XRP traders are watching a potential breakout after 59 days of tight consolidation. Analyst “Bird,” an XRPL developer, says the range suggests a market compression phase that often precedes a decisive move. Price action described in the article shows XRP trading roughly between $1.30 and $1.35 for about 59 days, following a prior push near $1.64. The repeated failure to sustain moves beyond support and resistance is framed as liquidity building, with volatility expansion likely once the range breaks. Bird interprets the structure as closer to an accumulation phase than a direct continuation of bearish momentum, echoing XRP’s historical tendency for sharp rallies after extended sideways trading. However, the article also notes mixed outlooks: some analysts look for a modest push toward $1.40, while more bullish scenarios cite upside potential toward $4.00 if broader crypto capital flows improve.

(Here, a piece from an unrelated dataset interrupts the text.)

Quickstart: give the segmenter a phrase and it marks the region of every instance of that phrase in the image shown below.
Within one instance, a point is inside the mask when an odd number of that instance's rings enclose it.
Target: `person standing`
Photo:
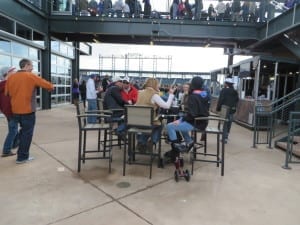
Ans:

For traders, the key near-term factor is the timing of resolution from consolidation. A confirmed breakout could accelerate momentum quickly, while failure to break the range may prolong the squeeze and increase uncertainty around direction. *Disclaimer: Not financial advice.*
Bullish
The article’s core claim is that XRP is compressing after ~59 days in a defined $1.30–$1.35 range. Such long consolidations commonly precede volatility expansion and trend selection, and the cited XRPL developer frames the pattern as closer to accumulation than ongoing bearish continuation. Even with mixed targets (about $1.40 vs. up to $4.00), the near-term setup is skewed toward a positive resolution because traders are positioned for a “range-to-breakout” transition. Short term: a confirmed breakout from the range can trigger momentum buying and rapid follow-through. If the breakout fails, XRP may remain range-bound longer, increasing chop risk. Long term: if the breakout aligns with broader crypto risk-on flows, it can improve market sentiment and attract additional capital, potentially validating higher target scenarios. This resembles past “compression-to-expansion” cycles where traders first wait for confirmation before chasing direction.